Just want to share that this worked very well for me on my APU2 (great low power option - 5-6W idle with attached Zigbee controller and a lot of integrations- for running Home Assistant!) in May 2025.
Basic process was follow the Github instructions above (GitHub - pcengines/pce-fw-builder: PC Engines firmware builder based on coreboot-sdk) on your main Linux box and build a coreboot.rom with tianocore payload- the tricky part in the Github instructions was #8. Basically, you want to make your menu look just like the one in the picture- you pick the Tianocore payload on the first option (it replaces what’s there), you deselect the PXE option, go to the secondary Paylods option and disable everything, and the tricky one for me was you select the option with the commit SHA, and literally just paste this string in there: " origin/coreboot-4.7.x-uefi" and in the end your menu will look just like the one in the picture. Save, leave, run the last part of the build, and as they say in the instructions, the output is in release/coreboot/build and it will be called ‘coreboot.rom’.

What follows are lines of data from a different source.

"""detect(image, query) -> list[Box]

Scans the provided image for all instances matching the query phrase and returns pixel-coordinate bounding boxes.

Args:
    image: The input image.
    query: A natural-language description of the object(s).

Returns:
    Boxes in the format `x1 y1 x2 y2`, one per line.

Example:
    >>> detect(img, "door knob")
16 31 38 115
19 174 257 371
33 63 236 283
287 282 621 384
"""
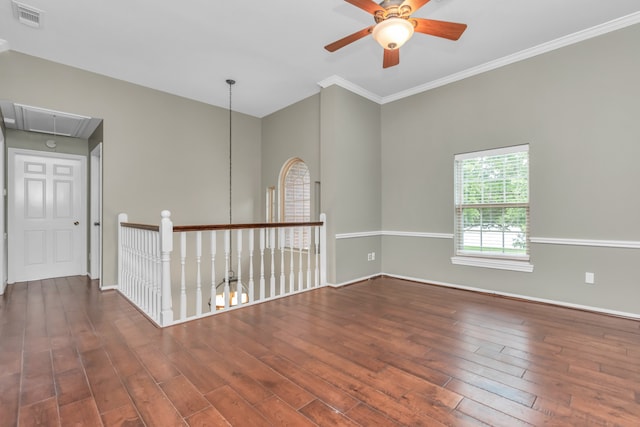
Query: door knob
94 222 101 226
74 221 80 226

You now want to look at this page at how they build a Debian standard live USB and access it from the APU and log in. : install flashboot per APU bios upgrade instructions
On that page it also dells you how to flash a rom from Debian. You need to figure out how to get the file on there (I have network samba share and just pulled it into the live Debian env), and ran the flasher. At the end of the instructions on PcEngines, it tells you what to do if there is an error running the flasher command (I ran into this and their instructions worked great).

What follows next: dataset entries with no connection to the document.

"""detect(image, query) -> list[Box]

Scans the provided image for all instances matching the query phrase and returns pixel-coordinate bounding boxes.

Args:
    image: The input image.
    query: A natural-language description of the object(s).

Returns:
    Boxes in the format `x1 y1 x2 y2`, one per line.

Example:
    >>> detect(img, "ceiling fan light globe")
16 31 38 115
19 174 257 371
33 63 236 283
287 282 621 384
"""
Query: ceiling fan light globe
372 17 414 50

Next you basically follow these instructions in your Debian live env after restarting: Generic x86-64 - Home Assistant
But instead of using the GUI, you’re going to run something like:
sudo dd if=haos_generic-x86-64.img of=/dev/sda bs=4M status=progress conv=fdatasync
Make sure to use the right file name and directories.
Then you’re going to want to make a couple modifications to the cmdline.txt so you can actually see terminal output as someone mentioned above, so while you’re in the Debian env still, you need to run:
sudo mkdir -p /mnt/hass
sudo mount /dev/sda1 /mnt/hass
And then navigate to /mnt/hass/cmdline.txt (it’s somewhere in there!) and replace the one line string in there with console=ttyS0,115200.
Now run ‘sudo umount /mnt/hass’ and restart and unplug your drive and… everything should work great ![]()
I’ve seen some commands above to edit grub files and boot orders and such but I didn’t really find that I needed to do this- but maybe this will be an issue after there is a major upgrade? If anyone above can comment on this and hand hold me through how and where to make this modification, that would be great.